You are getting me wrong. In simple terms,
VA = Number of instruments it can take without failing, the load.
Backup = Capacity of batteries in the the UPS

It is not about how much you charge, because UPS are charged while in use too, so we consider that they are fully charged at time of test.

Now my point is that, a UPS with 500VA may last longer than 1KVA if it has more number of batteries or higher capacity batteries in it.


----------



## nawaz123 (Mar 20, 2006)

aadipa said:
			
		

> nawaz123 said:
> 
> 
> 
> ...



Obviously 1KVA UPS will have higher capacity batteries than compare to 500VA.

Otherwise you cannot differentiate between the two.

Capacity wise and batterwise 1KVA is much greater than 500VA.


----------



## manmay (Mar 21, 2006)

hey man cant u understand a simple statement
" VA = Number of instruments it can take without failing, the load."

i.e. no of electronic items that can be connected to the ups....without ne prob.

a 500va ups maybe able to provide back up to only 1 monitor and a cpu ...
while a 1000 va or 1kva ups may be able to provide back up to 2 monitors and 2 cpus simultaneous with out ne prob. this is in relation to the totla voltage of the equipment. as the no of equipment increase the totla voltage drop would also increase.
i hope u are getting the meaning.

till now we havent discussed nething abt the Backup time.
now the back up time would depend upon the capacity of battery....in technical terms the amount of  current that the batteries are able to provide for the particular voltage drop.

if u r only going to use the ups only for 1 computer system then it is a waste to buy a 1 kva ups as i hav mentioned before also.
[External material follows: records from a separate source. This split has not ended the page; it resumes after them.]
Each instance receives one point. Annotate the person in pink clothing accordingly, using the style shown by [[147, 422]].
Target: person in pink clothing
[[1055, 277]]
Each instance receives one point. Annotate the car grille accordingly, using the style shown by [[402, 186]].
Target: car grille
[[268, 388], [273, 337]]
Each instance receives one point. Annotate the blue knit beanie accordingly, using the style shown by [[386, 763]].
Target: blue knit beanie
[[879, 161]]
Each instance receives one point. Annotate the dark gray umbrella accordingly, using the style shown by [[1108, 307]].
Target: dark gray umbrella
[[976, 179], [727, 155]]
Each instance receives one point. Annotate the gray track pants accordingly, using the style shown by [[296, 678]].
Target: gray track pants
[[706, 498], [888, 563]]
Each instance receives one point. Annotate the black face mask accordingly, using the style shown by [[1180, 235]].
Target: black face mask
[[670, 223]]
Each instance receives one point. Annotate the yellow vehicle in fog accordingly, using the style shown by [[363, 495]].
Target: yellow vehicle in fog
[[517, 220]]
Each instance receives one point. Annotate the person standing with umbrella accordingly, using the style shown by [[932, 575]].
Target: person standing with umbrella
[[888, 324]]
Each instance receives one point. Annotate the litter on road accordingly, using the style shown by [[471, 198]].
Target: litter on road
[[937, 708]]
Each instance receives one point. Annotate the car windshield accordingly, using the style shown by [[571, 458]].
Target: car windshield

if you are still unable to understand the difference...then drop the subject...it dosent matter....


----------



## rollcage (Mar 22, 2006)

Which 500VA comes with 2 Batteries?


----------



## nawaz123 (Mar 23, 2006)

I think microtek


----------



## nikdesign4u (Mar 23, 2006)

microtek sucks in long term


----------



## nawaz123 (Mar 23, 2006)

nikdesign4u said:
			
		

> microtek sucks in long term



becos u r using one is it????


----------



## nawaz123 (Mar 30, 2006)

I have powersafe 1kva. working fine


----------